Can I use senus for both monitoring and process recovery?


#1

Hi,

I would like to have some feedback on my idea.

There are two goals I want to achieve:

  1. Put monitoring in place to ensure critical processes are running on several AWS EC2 instances and monitor error messages in application log files.

  2. If a critical process in a particular ec2 instance is down, I want to be able to automatically restart the process in that host.

First goal should be reasonably easy to achieve with sensu.

But how about a second point?

I think a possible solution is to leverage Fabric (http://www.fabfile.org/) in the sensu server’s handlers. if a process is founded to be dead, it will be restarted by a fabric process. (Of course I can put in a MAX RETRY to avoid endless process restart)

Does it sound reasonable? Is there an easier way to achieve the second goal in sensu?

Thanks, Tony


#2

When the alert comes in have it map to a handler that restarts the process, simple as that :wink: The handler for an event can do anything from send an email, notify a slack/hipchat channel, or perform some other operation.

···

On Mon, Jan 12, 2015 at 11:51 PM, Anthony Kong anthony.hw.kong@gmail.com wrote:

Hi,

I would like to have some feedback on my idea.
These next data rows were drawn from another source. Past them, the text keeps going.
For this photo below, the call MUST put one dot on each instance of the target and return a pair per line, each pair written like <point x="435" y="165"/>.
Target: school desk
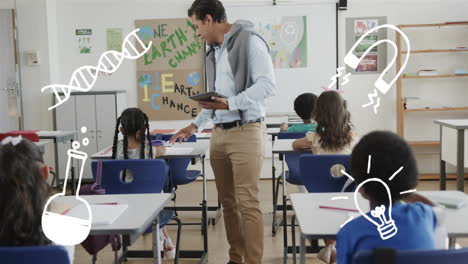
<point x="142" y="212"/>
<point x="198" y="150"/>
<point x="453" y="145"/>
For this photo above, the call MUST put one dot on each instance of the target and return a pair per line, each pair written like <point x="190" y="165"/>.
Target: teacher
<point x="238" y="66"/>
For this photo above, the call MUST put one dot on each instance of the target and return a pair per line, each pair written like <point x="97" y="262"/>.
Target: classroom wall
<point x="417" y="124"/>
<point x="7" y="4"/>
<point x="45" y="25"/>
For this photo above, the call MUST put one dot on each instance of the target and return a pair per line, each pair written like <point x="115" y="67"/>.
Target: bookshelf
<point x="404" y="82"/>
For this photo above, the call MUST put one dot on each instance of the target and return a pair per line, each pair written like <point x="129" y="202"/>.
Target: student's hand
<point x="414" y="197"/>
<point x="184" y="133"/>
<point x="283" y="127"/>
<point x="217" y="103"/>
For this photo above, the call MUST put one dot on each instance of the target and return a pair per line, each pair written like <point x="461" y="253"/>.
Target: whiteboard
<point x="102" y="14"/>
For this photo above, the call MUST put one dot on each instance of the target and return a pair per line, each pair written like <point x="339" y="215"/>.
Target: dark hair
<point x="333" y="121"/>
<point x="23" y="194"/>
<point x="388" y="153"/>
<point x="201" y="8"/>
<point x="133" y="120"/>
<point x="304" y="105"/>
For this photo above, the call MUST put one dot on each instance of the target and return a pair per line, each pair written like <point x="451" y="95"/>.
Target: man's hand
<point x="217" y="103"/>
<point x="183" y="134"/>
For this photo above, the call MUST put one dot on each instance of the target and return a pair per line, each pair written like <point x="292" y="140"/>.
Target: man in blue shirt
<point x="238" y="66"/>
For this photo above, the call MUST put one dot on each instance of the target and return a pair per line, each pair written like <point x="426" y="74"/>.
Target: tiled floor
<point x="218" y="246"/>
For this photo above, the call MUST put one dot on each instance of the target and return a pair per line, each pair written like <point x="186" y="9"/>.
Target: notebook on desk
<point x="102" y="214"/>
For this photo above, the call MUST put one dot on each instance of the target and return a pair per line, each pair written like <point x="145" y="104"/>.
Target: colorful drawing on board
<point x="171" y="70"/>
<point x="84" y="39"/>
<point x="368" y="64"/>
<point x="287" y="38"/>
<point x="366" y="43"/>
<point x="193" y="78"/>
<point x="364" y="25"/>
<point x="114" y="38"/>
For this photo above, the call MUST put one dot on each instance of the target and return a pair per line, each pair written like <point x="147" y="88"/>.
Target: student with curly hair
<point x="23" y="194"/>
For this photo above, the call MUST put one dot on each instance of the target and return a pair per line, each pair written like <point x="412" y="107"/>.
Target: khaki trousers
<point x="236" y="156"/>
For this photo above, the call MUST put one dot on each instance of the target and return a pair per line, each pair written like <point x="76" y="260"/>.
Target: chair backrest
<point x="452" y="256"/>
<point x="166" y="137"/>
<point x="292" y="159"/>
<point x="291" y="135"/>
<point x="149" y="175"/>
<point x="50" y="254"/>
<point x="316" y="172"/>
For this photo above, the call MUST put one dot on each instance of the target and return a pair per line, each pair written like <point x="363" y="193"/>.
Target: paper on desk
<point x="178" y="151"/>
<point x="103" y="214"/>
<point x="44" y="132"/>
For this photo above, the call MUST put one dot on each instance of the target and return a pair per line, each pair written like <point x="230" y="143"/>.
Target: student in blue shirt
<point x="303" y="105"/>
<point x="414" y="220"/>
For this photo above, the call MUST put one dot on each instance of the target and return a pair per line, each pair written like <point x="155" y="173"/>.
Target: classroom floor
<point x="218" y="247"/>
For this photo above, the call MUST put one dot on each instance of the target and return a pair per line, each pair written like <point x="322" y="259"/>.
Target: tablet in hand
<point x="206" y="96"/>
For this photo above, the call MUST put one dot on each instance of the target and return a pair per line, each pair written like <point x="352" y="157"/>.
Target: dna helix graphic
<point x="84" y="77"/>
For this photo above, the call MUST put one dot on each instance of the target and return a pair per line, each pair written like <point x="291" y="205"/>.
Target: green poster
<point x="114" y="39"/>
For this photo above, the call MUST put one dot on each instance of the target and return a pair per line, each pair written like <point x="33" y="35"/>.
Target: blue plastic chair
<point x="452" y="256"/>
<point x="315" y="172"/>
<point x="149" y="176"/>
<point x="49" y="254"/>
<point x="291" y="175"/>
<point x="178" y="172"/>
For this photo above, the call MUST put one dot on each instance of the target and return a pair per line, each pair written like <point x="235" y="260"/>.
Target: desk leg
<point x="273" y="181"/>
<point x="204" y="212"/>
<point x="156" y="238"/>
<point x="452" y="243"/>
<point x="461" y="160"/>
<point x="57" y="170"/>
<point x="443" y="175"/>
<point x="302" y="250"/>
<point x="285" y="204"/>
<point x="293" y="237"/>
<point x="72" y="168"/>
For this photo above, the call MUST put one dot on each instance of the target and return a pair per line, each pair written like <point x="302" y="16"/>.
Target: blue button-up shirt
<point x="251" y="101"/>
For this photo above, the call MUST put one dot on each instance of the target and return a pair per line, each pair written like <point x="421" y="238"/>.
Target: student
<point x="415" y="221"/>
<point x="303" y="105"/>
<point x="23" y="194"/>
<point x="334" y="135"/>
<point x="136" y="144"/>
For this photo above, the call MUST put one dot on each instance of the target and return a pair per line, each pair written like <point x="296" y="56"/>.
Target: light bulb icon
<point x="381" y="215"/>
<point x="64" y="229"/>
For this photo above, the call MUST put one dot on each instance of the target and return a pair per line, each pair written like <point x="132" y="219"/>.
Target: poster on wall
<point x="287" y="38"/>
<point x="376" y="60"/>
<point x="84" y="39"/>
<point x="171" y="71"/>
<point x="114" y="37"/>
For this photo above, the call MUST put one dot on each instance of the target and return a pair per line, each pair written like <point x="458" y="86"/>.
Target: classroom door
<point x="10" y="103"/>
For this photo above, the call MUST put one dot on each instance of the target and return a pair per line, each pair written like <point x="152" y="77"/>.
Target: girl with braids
<point x="23" y="194"/>
<point x="136" y="144"/>
<point x="334" y="135"/>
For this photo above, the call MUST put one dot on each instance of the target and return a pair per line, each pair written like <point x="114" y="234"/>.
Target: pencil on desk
<point x="338" y="208"/>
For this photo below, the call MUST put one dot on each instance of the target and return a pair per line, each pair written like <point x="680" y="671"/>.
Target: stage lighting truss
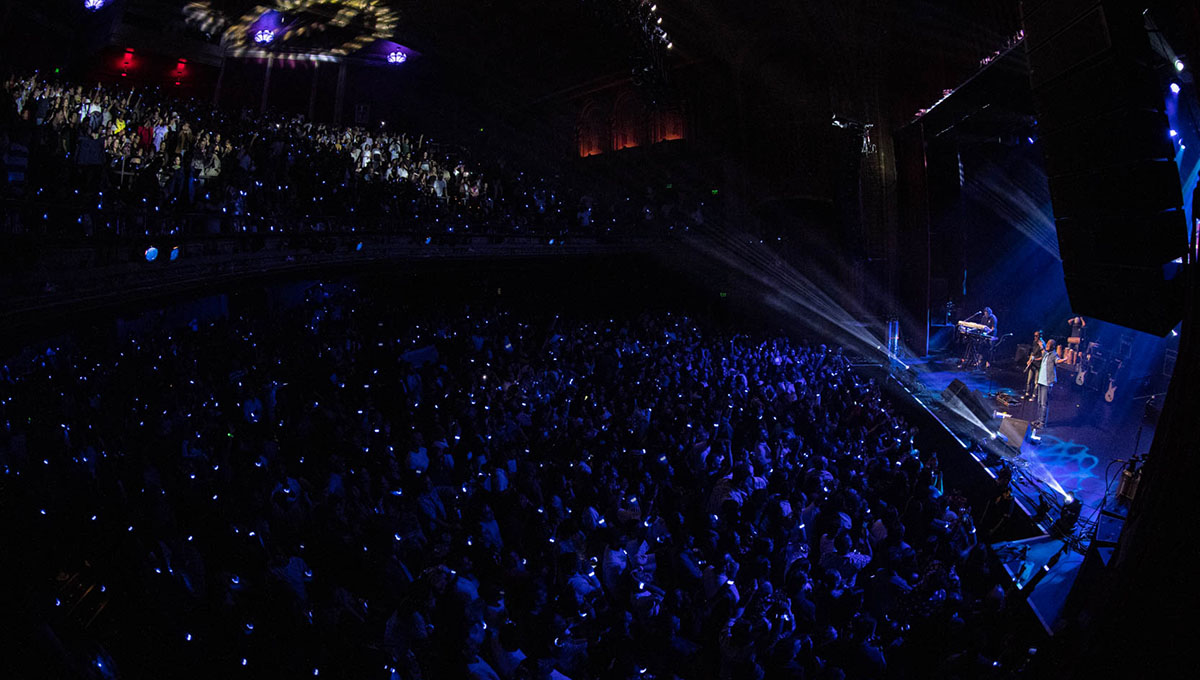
<point x="376" y="18"/>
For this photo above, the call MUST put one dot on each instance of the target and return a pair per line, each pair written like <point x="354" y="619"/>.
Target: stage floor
<point x="1078" y="451"/>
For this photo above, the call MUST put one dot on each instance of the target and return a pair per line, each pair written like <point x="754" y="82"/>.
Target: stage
<point x="1080" y="453"/>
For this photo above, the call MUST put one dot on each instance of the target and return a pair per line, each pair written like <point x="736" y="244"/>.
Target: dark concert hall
<point x="599" y="340"/>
There are two goals I want to achieve:

  1. Put monitoring in place to ensure critical processes are running on several AWS EC2 instances and monitor error messages in application log files.
  1. If a critical process in a particular ec2 instance is down, I want to be able to automatically restart the process in that host.

First goal should be reasonably easy to achieve with sensu.

But how about a second point?

I think a possible solution is to leverage Fabric (http://www.fabfile.org/) in the sensu server’s handlers. if a process is founded to be dead, it will be restarted by a fabric process. (Of course I can put in a MAX RETRY to avoid endless process restart)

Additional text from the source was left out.